Frequently Asked Questions
Becoming a Resource Family can be a daunting task. We're here to help you figure out all the details from start to finish. Here are some of the most common questions asked along the way.
What does it mean to be resource family?
Am I eligible to become a resource parent?
How do I attend a training?
Am I capable of physically and emotionally caring for children?
Will I be caring for traumatized children?
Do I have adequate income to meet my current family’s needs?
Will I have to help transport any children I care for to and from appointments and activities often?
Is a reference check part of the application process?
Will I be working directly with birth families?
How or when am I able to become a permanent home for a child?
Q: What does it mean to be resource family?
Resource families are foster, adoptive, and relative caregivers who play a key role in the life of a child in care. When relatives cannot be a placement option for the child, every effort is made to actively recruit and support resource families within the child's home community.
Q: Am I eligible to become a resource parent?
Resource parenting takes a village. Anyone over the age of 18 can apply to be a resource parent. Single. Married. Working. Retired. First time parent or seasoned veteran. Regardless of your situation, support is key! As an agency, we are here for you, but having an outside support system is critical.
Q: How do I attend a training?
Parents must complete pre-certification training and paperwork. They also must commit to annual continuing education and workshops. Trainings are available both during the day and on weekends and evenings to accommodate working families.
Q: Will I be caring for traumatized children?
Many children in foster care, through no fault of their own, have gone through traumatic situations in their lives. Some of these children may have challenging and difficult behavioral issues. As part of a professional team, you will have the support and help from a variety of professionals and social workers that can help you in managing potentially difficult behavioral issues with children.
Q: Am I capable of physically and emotionally caring for children?
Being a resource parent can be demanding. You must be healthy and emotionally stable to care for foster/adoptive children. All adults living in your home will be required to complete a health and TB screen. In addition, all resource parents will be given a family home assessment.
Q: Do I have adequate income to meet my current family’s needs?
You don’t have to be rich to be a resource parent, but you must have enough income to meet your own family’s needs. When filling out the application, you will be asked to provide proof of income.
Q: Will I have to help transport any children I care for to and from appointments and activities often?
Transportation is a big part of resource parenting. Children in foster care will have numerous appointments (counseling, visitations, medical, etc.) In addition, participation in extra-curricular activities is encouraged.
Q: Is a reference check part of the application process?
If you have ever been a resource parent or a licensed child care provider we are required by law to call those agencies, including Community Care Licensing. If you or any adult (18 or older) residing in your home has ever been convicted of a crime, an investigation will be performed to approve or deny criminal clearance.

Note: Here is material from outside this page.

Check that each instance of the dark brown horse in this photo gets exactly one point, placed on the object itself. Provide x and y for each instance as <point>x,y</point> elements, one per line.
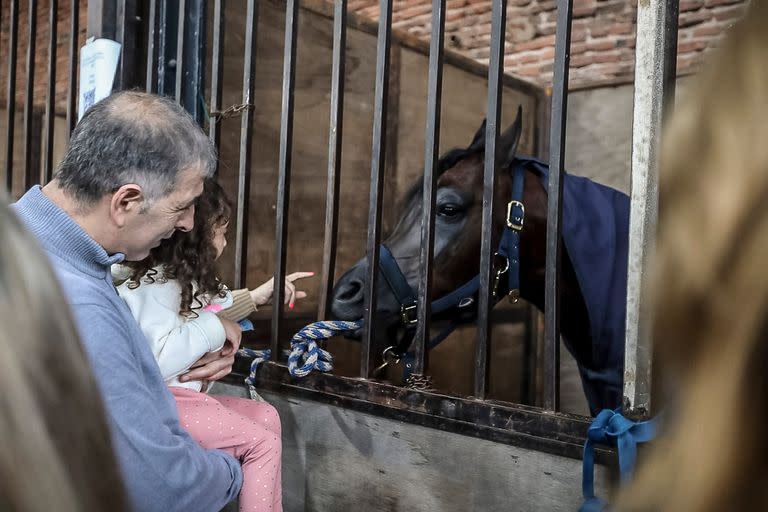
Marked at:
<point>595,224</point>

Q: Will I be working directly with birth families?
Resource homes are designed to be temporary. Many children in foster care reunify with their birth family. Resource parents are vital to the process of supporting successful reunification.
Q: How or when am I able to become a permanent home for a child?
If family reunification fails, children in foster care need permanent homes through adoption, guardianship, or long term foster care. Are you open to being a part of a child's life forever?